Para justificar tal decisão, o Tribunal indicou que a exclusão de tal procedimento dentre aqueles custeados pelo SUS configurava discriminação não tolerada pela Constituição, asseverando:
“1 – A exclusão da lista de procedimentos médicos custeados pelo Sistema Único de Saúde das cirurgias de transgenitalização e dos procedimentos complementares, em desfavor de transexuais, configura discriminação proibida constitucionalmente, além de ofender os direitos fundamentais de liberdade, livre desenvolvimento da personalidade, privacidade, proteção à dignidade humana e saúde.
2– A proibição constitucional de discriminação por motivo de sexo protege heterossexuais, homossexuais, transexuais e travestis, sempre que a sexualidade seja o fator decisivo para a imposição de tratamentos desfavoráveis.
3– A proibição de discriminação por motivo de sexo compreende, além da proteção contra tratamentos desfavoráveis fundados na distinção biológica entre homens e mulheres, proteção diante de tratamentos desfavoráveis decorrentes do gênero, relativos ao papel social, à imagem e às percepções culturais que se referem à masculinidade e à feminilidade.
4– O princípio da igualdade impõe a adoção de mesmo tratamento aos destinatários das medidas estatais, a menos que razões suficientes exijam diversidade de tratamento, recaindo o ônus argumentativo sobre o cabimento da diferenciação. Não há justificativa para tratamento desfavorável a transexuais quanto ao custeio pelo SUS das cirurgias de neocolpovulvoplastia e neofaloplastia, pois (a) trata- se de prestações de saúde adequadas e necessárias para o tratamento médico do transexualismo e (b) não se pode justificar uma discriminação sexual (contra transexuais masculinos) com a invocação de outra discriminação sexual (contra transexuais femininos).
5– O direito fundamental de liberdade, diretamente relacionado com os direitos fundamentais ao livre desenvolvimento da personalidade e de privacidade, concebendo os indivíduos como sujeitos de direito ao invés de objetos de regulação alheia, protege a sexualidade como esfera da vida individual livre da interferência de terceiros, afastando imposições indevidas sobre transexuais, mulheres, homossexuais e travestis.
6– A norma de direito fundamental que consagra a proteção à dignidade humana requer a consideração do ser humano como um fim em si mesmo, ao invés de meio para a realização de fins e de valores que lhe são externos e impostos por terceiros; são inconstitucionais, portanto, visões de mundo heterônomas, que imponham aos transexuais limites e restrições indevidas, com repercussão no acesso a procedimentos médicos.”
Além de seu caráter pioneiro, a decisão referida também merece destaque em razãoda forma que encarou a força normativa dos princípios constitucionais, afastando a ideia de que eles são simples normas de organização do Estado e, portanto, não dirigidas aos operadores do Direito. Com isso, reforçou a corrente daqueles que sustentam a plena efetividade dos princípios, principalmente aqueles relacionados com as garantias fundamentais.
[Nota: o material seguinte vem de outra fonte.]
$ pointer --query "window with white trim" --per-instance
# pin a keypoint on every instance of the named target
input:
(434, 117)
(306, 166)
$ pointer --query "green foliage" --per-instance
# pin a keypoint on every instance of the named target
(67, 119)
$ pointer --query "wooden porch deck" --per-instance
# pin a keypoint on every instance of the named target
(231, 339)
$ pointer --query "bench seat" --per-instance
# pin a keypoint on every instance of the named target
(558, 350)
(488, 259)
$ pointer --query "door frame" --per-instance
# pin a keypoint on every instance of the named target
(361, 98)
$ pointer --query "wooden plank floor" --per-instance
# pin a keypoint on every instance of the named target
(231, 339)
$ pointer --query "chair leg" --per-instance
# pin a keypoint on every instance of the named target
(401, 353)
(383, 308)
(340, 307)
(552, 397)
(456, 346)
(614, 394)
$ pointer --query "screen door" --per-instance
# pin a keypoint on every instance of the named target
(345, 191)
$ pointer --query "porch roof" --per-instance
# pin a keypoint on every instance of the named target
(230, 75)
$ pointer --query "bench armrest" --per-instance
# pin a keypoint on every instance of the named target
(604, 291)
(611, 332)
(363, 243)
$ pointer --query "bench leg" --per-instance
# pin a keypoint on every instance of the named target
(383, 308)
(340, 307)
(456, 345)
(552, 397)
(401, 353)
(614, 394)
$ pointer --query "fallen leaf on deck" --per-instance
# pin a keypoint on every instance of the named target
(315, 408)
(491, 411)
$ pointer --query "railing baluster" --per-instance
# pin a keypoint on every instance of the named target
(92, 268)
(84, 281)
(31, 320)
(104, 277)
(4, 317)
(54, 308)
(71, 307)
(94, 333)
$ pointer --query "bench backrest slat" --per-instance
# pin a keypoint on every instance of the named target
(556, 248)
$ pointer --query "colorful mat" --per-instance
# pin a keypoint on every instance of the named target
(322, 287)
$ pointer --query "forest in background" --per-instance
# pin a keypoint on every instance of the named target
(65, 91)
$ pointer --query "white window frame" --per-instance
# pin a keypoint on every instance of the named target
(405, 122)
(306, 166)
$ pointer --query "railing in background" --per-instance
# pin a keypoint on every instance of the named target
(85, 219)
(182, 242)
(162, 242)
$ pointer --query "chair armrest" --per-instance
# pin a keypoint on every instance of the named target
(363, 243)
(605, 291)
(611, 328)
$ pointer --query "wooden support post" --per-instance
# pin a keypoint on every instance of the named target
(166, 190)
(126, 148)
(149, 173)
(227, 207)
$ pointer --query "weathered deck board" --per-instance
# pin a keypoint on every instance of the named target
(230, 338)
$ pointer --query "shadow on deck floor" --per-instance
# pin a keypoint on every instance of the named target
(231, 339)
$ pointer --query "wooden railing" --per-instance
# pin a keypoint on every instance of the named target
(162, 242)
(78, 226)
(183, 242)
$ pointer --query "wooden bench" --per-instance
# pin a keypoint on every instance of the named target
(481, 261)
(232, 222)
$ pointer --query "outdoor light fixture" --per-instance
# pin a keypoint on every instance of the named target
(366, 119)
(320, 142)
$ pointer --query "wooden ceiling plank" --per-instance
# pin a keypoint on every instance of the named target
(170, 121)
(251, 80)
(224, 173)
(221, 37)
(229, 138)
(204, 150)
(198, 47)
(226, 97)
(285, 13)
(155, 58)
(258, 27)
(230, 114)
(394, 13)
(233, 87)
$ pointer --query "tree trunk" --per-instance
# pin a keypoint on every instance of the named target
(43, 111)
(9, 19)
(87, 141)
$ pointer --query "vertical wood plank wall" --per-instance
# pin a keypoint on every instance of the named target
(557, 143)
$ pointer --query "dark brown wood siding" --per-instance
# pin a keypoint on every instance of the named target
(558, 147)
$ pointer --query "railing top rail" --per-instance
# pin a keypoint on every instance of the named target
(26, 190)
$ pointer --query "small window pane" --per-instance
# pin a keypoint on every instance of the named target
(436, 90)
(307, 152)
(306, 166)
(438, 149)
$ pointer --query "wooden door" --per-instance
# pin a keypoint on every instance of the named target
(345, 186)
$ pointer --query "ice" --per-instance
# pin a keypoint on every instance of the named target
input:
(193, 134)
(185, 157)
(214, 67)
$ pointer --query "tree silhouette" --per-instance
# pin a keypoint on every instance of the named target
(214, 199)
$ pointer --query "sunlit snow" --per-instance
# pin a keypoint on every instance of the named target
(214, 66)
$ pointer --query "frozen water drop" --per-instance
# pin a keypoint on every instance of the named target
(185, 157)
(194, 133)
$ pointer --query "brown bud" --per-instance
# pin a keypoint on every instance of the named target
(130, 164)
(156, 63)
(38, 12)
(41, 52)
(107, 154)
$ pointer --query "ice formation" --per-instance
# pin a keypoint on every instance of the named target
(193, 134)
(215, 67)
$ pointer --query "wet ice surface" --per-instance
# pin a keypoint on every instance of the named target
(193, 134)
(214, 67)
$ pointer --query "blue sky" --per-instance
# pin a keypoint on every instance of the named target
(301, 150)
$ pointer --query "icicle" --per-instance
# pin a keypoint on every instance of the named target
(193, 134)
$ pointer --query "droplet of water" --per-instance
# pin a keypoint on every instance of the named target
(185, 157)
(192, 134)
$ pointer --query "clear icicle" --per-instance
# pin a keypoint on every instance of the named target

Nesse sentido enfatizou:
“7 – A força normativa da Constituição, enquanto princípio de interpretação, requer que a concretização dos direitos fundamentais empreste a maior força normativa possível a todos os direitos simultaneamente, pelo que a compreensão do direito à saúde deve ser informada pelo conteúdo dos diversos direitos fundamentais relevantes para o caso.”
Prosseguindo, o decisório confirmou a jurisprudência prevalente em todos os tribunais brasileiros, no sentido de a Constituição Federal contemplou o direito à saúde como garantia fundamental, que assegura a integralidade da assistência prestada pelo Estado, ao pontificar:
“8 – O direito à saúde é direito fundamental, dotado de eficácia e aplicabilidade imediatas, apto a produzir direitos e deveres nas relações dos poderes públicos entre si e diante dos cidadãos, superada a noção de norma meramente programática, sob pena de esvaziamento do caráter normativo da Constituição.
9 – A doutrina e a jurisprudência constitucionais contemporâneas admitem a eficácia direta da norma constitucional que assegura o direito à saúde, ao menos quando as prestações são de grande importância para seus titulares e inexiste risco de dano financeiro grave, o que inclui o direito à assistência médica vital, que prevalece, em princípio, inclusive quando ponderado em face de outros princípios e bens jurídicos.”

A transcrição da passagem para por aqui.